Sous le ciel humide de Kribi, les gigantesques grues portuaires dominent les quais où s’alignent des milliers de conteneurs multicolores. À plusieurs mètres au-dessus du terminal, les portiques automatisés déplacent sans interruption d’imposantes cargaisons venues d’Asie, d’Europe ou d’autres ports africains. Au loin, la silhouette monumentale du MSC Türkiye capte tous les regards. Long de 400 mètres et capable de transporter jusqu’à 24 000 EVP, le navire figure parmi les plus grands porte-conteneurs au monde. Un an après sa première escale au Cameroun, le géant des mers est devenu un visiteur régulier des installations portuaires de Kribi.

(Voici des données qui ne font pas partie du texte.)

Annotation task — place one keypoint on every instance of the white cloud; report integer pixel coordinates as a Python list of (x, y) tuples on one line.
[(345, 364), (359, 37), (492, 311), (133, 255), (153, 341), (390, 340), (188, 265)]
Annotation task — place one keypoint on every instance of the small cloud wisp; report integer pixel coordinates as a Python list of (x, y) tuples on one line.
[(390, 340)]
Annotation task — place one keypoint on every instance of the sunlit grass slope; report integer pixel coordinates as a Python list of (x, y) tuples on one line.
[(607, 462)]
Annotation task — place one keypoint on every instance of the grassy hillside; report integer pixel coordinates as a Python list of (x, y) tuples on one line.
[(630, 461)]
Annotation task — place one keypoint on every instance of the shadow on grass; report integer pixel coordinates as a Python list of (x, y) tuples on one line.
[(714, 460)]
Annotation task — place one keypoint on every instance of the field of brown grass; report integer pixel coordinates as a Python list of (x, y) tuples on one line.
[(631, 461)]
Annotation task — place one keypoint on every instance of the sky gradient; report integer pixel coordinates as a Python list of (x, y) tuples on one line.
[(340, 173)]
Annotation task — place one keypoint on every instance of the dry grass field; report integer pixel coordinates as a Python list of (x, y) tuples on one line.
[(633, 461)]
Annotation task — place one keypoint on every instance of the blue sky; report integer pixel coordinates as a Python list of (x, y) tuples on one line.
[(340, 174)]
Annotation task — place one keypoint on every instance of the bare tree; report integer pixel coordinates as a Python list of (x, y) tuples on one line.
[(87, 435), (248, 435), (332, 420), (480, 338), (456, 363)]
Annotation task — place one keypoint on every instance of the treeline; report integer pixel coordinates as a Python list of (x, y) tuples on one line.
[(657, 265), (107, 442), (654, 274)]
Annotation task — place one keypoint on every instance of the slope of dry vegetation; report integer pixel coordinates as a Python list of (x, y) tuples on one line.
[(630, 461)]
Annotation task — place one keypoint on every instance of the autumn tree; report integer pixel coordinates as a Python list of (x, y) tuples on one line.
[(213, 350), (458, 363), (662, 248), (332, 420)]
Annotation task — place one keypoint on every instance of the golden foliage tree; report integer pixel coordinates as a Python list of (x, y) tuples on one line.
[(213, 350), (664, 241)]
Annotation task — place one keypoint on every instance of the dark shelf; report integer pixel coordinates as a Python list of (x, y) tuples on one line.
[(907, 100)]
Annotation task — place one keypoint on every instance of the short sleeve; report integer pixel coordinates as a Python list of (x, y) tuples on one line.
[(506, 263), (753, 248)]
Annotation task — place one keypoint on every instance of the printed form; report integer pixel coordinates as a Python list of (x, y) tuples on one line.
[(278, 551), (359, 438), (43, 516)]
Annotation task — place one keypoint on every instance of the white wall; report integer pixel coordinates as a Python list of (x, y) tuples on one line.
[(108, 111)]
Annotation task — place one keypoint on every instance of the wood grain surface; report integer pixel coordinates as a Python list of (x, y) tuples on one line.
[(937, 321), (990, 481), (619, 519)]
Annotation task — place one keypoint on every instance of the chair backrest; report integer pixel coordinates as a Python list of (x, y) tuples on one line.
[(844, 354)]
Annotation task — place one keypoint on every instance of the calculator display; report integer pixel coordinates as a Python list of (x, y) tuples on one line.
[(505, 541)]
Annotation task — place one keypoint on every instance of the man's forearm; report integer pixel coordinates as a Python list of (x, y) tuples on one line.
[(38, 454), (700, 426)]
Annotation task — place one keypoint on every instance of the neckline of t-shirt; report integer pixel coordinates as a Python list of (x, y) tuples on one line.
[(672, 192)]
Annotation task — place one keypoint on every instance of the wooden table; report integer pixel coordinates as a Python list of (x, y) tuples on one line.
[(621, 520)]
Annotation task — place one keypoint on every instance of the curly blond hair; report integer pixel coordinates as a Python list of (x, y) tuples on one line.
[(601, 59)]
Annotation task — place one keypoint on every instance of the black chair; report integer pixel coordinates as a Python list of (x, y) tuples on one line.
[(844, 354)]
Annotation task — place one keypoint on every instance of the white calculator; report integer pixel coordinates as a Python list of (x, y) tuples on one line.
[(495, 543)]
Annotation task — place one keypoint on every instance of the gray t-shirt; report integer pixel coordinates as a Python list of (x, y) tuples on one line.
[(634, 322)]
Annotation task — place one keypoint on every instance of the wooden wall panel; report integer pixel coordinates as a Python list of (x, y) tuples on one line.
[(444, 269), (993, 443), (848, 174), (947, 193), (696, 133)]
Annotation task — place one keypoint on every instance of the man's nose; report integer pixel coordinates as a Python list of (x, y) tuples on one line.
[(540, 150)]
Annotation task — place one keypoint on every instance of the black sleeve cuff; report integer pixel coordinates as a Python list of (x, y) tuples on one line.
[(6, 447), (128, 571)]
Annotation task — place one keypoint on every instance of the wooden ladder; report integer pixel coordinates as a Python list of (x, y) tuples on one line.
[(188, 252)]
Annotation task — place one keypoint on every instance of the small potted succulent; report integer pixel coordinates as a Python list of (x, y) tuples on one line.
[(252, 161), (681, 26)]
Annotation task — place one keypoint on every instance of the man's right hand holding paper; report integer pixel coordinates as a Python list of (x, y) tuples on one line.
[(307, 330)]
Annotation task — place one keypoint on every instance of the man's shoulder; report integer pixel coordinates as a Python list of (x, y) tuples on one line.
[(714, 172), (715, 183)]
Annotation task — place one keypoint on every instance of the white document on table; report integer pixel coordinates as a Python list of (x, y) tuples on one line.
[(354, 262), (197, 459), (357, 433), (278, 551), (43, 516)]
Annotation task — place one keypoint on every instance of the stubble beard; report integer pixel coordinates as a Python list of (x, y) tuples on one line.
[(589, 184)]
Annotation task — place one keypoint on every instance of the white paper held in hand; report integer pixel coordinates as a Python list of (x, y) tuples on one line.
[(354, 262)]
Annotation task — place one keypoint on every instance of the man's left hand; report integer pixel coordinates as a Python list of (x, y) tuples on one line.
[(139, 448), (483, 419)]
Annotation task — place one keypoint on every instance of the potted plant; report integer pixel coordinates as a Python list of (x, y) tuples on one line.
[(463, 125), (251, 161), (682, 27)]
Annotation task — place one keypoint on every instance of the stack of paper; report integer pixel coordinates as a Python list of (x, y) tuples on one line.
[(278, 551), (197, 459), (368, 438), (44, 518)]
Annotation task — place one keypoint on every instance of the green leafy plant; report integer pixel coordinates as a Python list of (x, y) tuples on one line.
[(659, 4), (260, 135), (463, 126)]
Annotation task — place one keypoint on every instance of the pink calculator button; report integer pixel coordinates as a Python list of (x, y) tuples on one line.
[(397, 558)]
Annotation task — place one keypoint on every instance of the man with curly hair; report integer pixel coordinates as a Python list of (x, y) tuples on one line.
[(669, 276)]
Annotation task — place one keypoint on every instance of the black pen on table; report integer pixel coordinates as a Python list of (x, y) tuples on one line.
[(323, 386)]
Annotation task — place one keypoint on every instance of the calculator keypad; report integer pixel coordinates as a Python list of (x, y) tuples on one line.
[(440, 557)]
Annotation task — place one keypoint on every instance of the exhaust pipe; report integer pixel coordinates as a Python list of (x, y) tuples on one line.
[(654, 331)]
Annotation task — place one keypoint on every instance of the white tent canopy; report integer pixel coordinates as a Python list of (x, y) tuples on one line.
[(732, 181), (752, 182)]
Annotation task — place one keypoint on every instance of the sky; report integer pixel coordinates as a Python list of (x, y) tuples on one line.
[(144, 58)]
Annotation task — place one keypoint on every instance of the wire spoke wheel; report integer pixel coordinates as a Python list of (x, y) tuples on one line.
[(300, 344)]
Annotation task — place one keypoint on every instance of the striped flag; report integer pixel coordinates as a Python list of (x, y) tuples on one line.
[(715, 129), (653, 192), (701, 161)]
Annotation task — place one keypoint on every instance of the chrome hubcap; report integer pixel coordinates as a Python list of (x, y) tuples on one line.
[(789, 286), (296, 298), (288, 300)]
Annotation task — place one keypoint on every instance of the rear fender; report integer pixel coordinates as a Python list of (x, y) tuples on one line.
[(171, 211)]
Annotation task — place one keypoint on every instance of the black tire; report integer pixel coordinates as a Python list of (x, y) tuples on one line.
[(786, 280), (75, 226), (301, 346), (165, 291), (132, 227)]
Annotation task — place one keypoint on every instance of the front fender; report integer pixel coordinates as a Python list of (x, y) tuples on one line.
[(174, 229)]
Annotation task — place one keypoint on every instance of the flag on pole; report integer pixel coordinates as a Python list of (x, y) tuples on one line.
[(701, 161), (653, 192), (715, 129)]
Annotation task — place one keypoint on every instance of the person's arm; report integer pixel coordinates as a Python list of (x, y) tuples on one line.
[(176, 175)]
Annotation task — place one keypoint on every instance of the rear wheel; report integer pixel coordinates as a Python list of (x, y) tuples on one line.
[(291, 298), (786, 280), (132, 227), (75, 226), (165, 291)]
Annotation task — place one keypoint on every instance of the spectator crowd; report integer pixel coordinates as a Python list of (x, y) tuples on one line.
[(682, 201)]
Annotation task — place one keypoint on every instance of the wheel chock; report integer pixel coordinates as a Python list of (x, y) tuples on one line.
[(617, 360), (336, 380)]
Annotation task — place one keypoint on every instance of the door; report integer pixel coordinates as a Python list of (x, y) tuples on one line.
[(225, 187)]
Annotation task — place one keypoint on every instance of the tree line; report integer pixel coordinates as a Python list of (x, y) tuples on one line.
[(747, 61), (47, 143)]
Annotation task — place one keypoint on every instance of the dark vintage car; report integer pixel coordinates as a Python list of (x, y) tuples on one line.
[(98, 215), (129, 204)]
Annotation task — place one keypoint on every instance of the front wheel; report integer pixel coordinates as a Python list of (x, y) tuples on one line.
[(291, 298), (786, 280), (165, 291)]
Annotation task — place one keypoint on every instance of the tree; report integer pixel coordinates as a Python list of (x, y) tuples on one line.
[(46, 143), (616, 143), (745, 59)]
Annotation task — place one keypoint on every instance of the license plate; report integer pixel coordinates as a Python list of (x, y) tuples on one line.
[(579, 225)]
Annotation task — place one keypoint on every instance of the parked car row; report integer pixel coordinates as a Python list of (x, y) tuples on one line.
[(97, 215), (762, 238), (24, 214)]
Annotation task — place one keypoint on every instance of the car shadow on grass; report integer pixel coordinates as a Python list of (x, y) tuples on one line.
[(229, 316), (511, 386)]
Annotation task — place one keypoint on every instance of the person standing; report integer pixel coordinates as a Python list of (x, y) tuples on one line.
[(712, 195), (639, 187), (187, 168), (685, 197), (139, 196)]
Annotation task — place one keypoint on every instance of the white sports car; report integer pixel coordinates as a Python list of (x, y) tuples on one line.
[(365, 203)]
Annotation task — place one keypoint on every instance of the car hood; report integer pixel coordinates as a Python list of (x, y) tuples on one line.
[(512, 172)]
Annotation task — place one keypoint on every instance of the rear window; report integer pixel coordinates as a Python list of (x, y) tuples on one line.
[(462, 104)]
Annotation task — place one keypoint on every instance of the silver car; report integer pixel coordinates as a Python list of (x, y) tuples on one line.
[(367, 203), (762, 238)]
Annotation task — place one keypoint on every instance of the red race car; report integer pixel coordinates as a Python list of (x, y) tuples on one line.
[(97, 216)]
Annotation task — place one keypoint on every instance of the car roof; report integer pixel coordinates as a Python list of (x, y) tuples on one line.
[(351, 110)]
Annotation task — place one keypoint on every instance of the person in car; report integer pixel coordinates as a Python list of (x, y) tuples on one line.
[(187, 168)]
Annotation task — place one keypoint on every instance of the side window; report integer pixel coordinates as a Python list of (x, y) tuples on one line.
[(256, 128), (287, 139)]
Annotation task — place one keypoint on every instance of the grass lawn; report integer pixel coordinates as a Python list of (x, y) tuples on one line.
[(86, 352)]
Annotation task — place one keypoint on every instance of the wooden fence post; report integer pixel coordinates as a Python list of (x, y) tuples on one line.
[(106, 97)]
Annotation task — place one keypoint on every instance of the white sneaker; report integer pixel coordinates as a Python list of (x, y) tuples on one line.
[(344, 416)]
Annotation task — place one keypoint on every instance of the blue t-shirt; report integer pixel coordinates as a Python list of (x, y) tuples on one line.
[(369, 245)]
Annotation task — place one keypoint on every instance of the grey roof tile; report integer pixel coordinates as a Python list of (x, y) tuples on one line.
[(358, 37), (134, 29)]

Le 8 mai 2025 marquait une étape symbolique pour le terminal à conteneurs camerounais avec l’arrivée de ce navire Megamax au Terminal 2 exploité par Kribi Conteneurs Terminal (KCT). Depuis, les rotations se sont intensifiées. Désormais, ces mastodontes maritimes accostent plusieurs fois par mois aux côtés des navires des grandes compagnies internationales comme CMA CGM, confirmant l’intégration progressive de Kribi dans le cercle restreint des grandes plateformes portuaires africaines capables d’accueillir ce type de bâtiments.
Dans les salles de supervision du terminal, les écrans affichent en temps réel les mouvements des navires, les opérations de chargement et les flux logistiques régionaux. Pour les responsables de KCT, cette montée en puissance traduit une mutation profonde du rôle du port camerounais dans les échanges maritimes du golfe de Guinée. En l’espace d’un an, le terminal a traité près de 750 000 EVP à travers plus de 370 escales maritimes, soit une progression de 82 % des volumes manutentionnés.
Cette croissance spectaculaire repose essentiellement sur le développement du transbordement régional. Aujourd’hui, près de 70 % des conteneurs traités à Kribi sont redistribués vers d’autres ports d’Afrique centrale et de la côte ouest-africaine. Une partie importante des flux concerne également le marché camerounais, notamment Douala, mais aussi des destinations comme l’Angola, le Nigeria ou encore le Congo.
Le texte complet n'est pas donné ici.